Non-linear electromechanical response of 1–3 type piezocomposites

Domain switching in piezoelectric materials is caused by external loads such as electric field and stress that leads to non-linear behaviour. A study is carried out to compare the non-linear behaviour of 1–3 piezocomposites with different volume fractions and bulk piezoceramics. Experiments are conducted to measure the electrical displacement and strain on piezocomposites and bulk ceramics under high cyclic electrical loading and constant compressive prestress. A thermodynamically consistent uni-axial framework is developed to predict the nonlinear behaviour by combining the phenomenological and micromechanical techniques. Volume fractions of three distinct uni-axial variants (instead of six variants) are used as internal variables to describe the microscopic state of the material. In this model, the grain boundary effects are taken into account by introducing the back fields (electric field and stress) as non-linear kinematic hardening functions. An analytical model based on equivalent layered approach is used to calculate effective properties such as elastic, piezoelectric, and dielectric constants for different volume fractions of piezocomposites.
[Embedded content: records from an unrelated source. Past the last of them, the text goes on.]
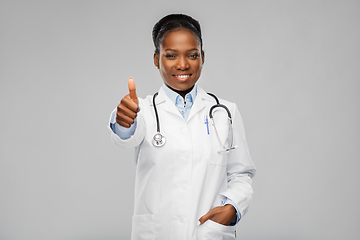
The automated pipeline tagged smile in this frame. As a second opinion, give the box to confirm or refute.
[173,74,192,80]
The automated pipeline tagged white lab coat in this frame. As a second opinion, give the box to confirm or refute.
[110,87,255,240]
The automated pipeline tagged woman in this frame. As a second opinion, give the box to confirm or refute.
[110,14,255,240]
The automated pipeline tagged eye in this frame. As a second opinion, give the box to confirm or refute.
[189,53,199,59]
[165,54,175,59]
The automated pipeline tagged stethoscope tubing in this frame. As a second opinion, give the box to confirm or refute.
[152,92,236,151]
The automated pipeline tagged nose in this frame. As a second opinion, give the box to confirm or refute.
[175,57,190,70]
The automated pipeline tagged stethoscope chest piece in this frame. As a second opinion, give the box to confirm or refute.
[152,132,166,147]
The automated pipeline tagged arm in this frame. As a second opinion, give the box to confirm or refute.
[220,104,256,216]
[199,104,256,225]
[108,78,145,148]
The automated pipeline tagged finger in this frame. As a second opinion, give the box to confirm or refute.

The predicted effective properties are incorporated in the proposed uni-axial model and the dielectric hysteresis (electrical displacement versus electric field) as well as butterfly curves (strain versus electric field) are simulated. Comparison between the experiments and simulations show that this model can reproduce the characteristics of non-linear response. It is observed that the variation in fiber volume fraction and compressive stress has a significant influence on the response of the 1–3 piezocomposites.